Dans ce contexte, une enquête préliminaire a été ouverte fin décembre par le pôle santé publique du parquet de Paris, pour "blessures involontaires", "mise en danger de la vie d'autrui", "tromperie aggravée par le danger pour la santé humaine" et "inexécution d'une procédure de retrait ou de rappel d'un produit" préjudiciable à la santé. Elle a été confiée aux gendarmes de la section de recherches d'Angers et de l'Office central de lutte contre les atteintes à l'environnement et à la santé publique (Oclaesp), spécialisé dans ce type de dossier. Objectif ? Etablir si les laits contaminés ont été sciemment mis sur le marché, en déterminant l'origine et les circonstances de l'infection dans l'usine de Craon, ainsi que les éventuelles responsabilités de Lactalis. "Si les faits sont constitués",  l'enquête préliminaire peut donner lieu à ouverture d'une information judiciaire.

"Comment peut-on expliquer que Lactalis a su et n'a rien fait depuis août ? Et l'Etat ?", s'interrogeait encore mercredi auprès de l'AFP, Quentin Guillemain.


"L'Etat n'a pas été défaillant", a déclaré jeudi sur France info, le ministre de l'Agriculture, Stéphane Travert, alors qu'un article du Canard enchaîné paru mercredi, fait état d'un contrôle de routine effectué en septembre par les services sanitaires, qui n'avait pas permis de déceler de contamination. Et de détailler : "il y a eu des contrôles mais vous savez, l'usine de Craon,(...) c'est un site très important dans lequel il y a plusieurs usines". Les contrôles inopinés réalisés par les services vétérinaires, sous l'autorité du préfet, du ministère de l'Agriculture et de la Direction générale de la concurrence, de la consommation et de la répression des fraudes (DGCCRF) "ont été faits sur un site qui ne correspond pas à l'endroit où est produit le lait infantile, c'est pour ça que nous n'avons rien trouvé", a-t-il précisé, avant d'ajouter : "nous ne pouvions pas savoir. A partir du moment où on ne trouve rien, on ne nous alerte sur rien". Assurant que "personne ne couvre personne", le ministre a conclu rappelant que les responsabilités des uns et des autres seront déterminées par l'enquête judicaire.

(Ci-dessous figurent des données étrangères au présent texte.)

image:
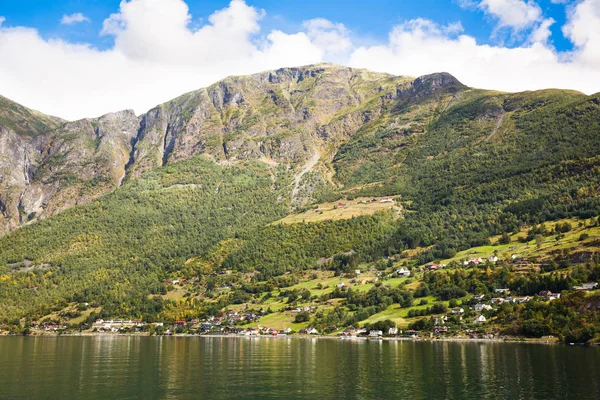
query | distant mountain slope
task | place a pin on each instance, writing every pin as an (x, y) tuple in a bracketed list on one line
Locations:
[(223, 162)]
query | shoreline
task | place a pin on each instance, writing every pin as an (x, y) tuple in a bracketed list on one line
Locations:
[(519, 340)]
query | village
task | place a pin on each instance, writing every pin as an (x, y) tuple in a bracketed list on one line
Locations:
[(466, 321)]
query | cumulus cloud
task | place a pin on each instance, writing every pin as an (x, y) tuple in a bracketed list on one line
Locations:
[(516, 14), (158, 54), (330, 37), (420, 47), (73, 19)]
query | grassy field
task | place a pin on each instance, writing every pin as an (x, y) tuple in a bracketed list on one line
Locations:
[(544, 248), (400, 315), (333, 211)]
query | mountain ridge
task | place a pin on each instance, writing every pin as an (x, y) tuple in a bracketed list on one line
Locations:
[(121, 144)]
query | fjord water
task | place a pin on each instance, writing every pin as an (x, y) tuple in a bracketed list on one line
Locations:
[(286, 368)]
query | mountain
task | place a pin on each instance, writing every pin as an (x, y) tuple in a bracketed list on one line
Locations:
[(200, 187), (285, 117)]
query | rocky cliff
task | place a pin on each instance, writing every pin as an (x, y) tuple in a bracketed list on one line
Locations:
[(293, 118)]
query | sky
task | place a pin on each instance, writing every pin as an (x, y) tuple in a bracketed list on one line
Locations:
[(85, 58)]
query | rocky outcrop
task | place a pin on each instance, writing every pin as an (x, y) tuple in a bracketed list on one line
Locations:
[(282, 117)]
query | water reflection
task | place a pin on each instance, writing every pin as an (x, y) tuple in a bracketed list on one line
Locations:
[(253, 368)]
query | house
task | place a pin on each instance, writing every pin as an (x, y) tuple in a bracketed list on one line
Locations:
[(586, 286), (438, 330), (549, 295), (474, 261), (524, 299)]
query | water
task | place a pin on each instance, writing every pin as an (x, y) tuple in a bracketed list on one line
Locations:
[(121, 367)]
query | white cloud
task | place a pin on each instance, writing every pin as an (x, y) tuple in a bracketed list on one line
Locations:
[(330, 37), (542, 33), (516, 14), (158, 55), (583, 29), (73, 19), (420, 47)]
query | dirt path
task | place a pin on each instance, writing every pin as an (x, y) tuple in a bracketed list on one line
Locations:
[(307, 167)]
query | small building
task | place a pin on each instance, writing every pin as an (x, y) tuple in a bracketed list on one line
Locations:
[(549, 295), (438, 330), (519, 300), (586, 286)]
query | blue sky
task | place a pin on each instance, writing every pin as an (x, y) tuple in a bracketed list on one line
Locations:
[(369, 21), (78, 58)]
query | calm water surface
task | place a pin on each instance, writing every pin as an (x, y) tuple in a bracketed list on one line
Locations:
[(285, 368)]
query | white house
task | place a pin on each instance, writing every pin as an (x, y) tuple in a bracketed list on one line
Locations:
[(586, 286)]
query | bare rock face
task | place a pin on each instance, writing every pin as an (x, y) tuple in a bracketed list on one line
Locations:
[(292, 117), (61, 164)]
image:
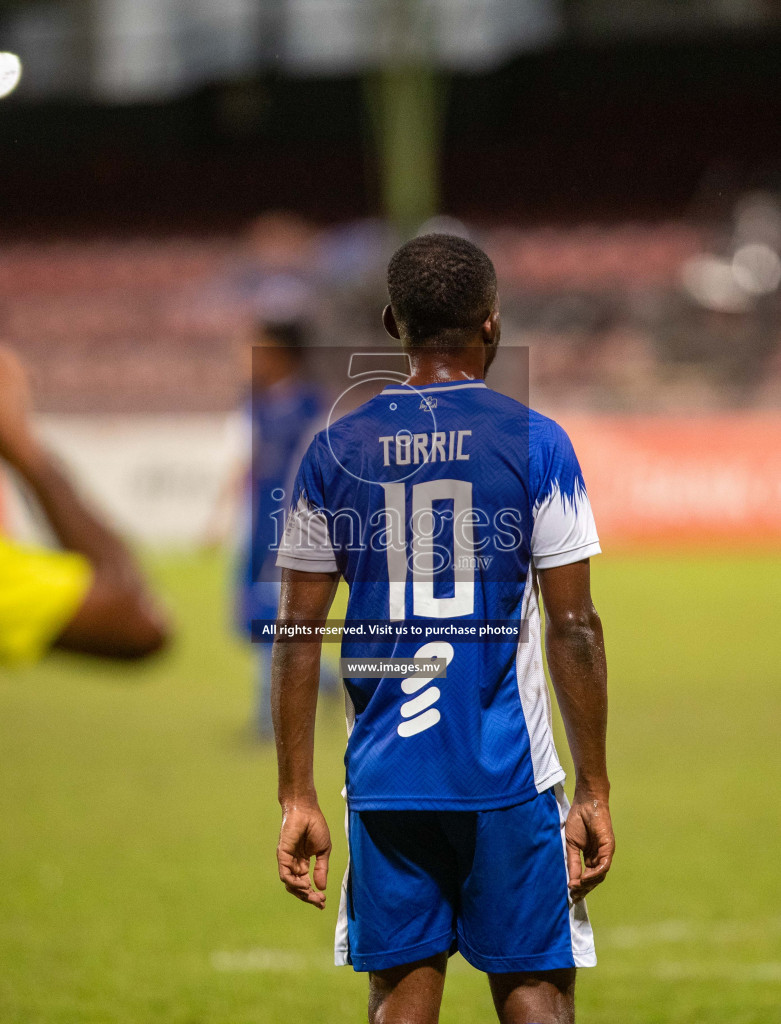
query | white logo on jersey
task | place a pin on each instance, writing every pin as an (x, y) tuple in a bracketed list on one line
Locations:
[(419, 714)]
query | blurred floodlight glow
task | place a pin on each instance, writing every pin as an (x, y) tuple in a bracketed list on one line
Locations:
[(10, 73), (756, 268), (711, 283)]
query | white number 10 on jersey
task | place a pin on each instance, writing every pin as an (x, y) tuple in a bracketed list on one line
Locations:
[(426, 547)]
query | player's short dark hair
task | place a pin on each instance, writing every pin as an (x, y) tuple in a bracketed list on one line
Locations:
[(440, 285)]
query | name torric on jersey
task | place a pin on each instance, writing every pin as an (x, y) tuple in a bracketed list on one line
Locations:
[(407, 449)]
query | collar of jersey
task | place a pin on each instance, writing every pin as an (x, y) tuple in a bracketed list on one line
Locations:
[(439, 386)]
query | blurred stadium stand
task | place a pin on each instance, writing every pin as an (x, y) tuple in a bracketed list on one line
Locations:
[(621, 166)]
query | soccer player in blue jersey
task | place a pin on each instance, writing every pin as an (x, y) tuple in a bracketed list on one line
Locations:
[(448, 508)]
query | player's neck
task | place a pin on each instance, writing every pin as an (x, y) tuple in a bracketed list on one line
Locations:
[(437, 368)]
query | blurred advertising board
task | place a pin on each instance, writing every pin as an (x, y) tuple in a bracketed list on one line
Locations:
[(702, 480)]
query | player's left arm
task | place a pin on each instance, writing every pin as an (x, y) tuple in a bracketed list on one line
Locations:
[(575, 649), (305, 597)]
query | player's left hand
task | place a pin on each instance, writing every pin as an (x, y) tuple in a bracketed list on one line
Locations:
[(588, 830), (304, 835)]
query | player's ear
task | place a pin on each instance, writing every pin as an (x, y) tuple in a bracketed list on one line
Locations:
[(491, 329), (389, 323)]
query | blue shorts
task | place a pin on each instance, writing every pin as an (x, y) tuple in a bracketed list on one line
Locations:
[(489, 884)]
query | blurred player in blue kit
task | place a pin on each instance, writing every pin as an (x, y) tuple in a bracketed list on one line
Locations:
[(284, 413), (443, 503)]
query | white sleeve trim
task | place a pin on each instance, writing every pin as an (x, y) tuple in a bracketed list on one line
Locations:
[(305, 544), (306, 564), (564, 528), (567, 557)]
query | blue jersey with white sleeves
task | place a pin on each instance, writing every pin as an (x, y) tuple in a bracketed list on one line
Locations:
[(437, 504)]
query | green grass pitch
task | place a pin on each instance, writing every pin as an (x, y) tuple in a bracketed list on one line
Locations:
[(138, 823)]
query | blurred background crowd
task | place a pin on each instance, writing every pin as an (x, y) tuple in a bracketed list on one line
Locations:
[(183, 181)]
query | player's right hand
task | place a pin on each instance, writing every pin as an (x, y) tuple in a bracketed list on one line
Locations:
[(304, 835), (588, 830)]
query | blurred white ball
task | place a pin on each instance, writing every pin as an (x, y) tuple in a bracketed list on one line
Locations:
[(756, 268), (10, 73)]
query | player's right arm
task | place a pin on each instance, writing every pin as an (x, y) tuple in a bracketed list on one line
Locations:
[(117, 616), (295, 677), (575, 650)]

Lorsque la responsabilité d'une personne morale est engagée, les sanctions encourues sont forcément d’ordre pécuniaire. En l'occurence, le montant de l'amende peut être jusqu'à cinq fois supérieur à celle encourue pour la même infraction par les personnes physiques. Ce taux est toutefois porté à dix fois en cas de récidive. Ainsi, en cas de "tromperie aggravée mettant en danger la santé de personnes humaines", les personnes physiques encourent, outre une peine de prison de sept ans, une amende de 750.000 euros. S'agissant des "blessures involontaires" ou de "la mise en danger d'une personne", la peine encourue est d'un an de prison tandis que l'"'inexécution du rappel de produits" est punie de cinq ans de prison.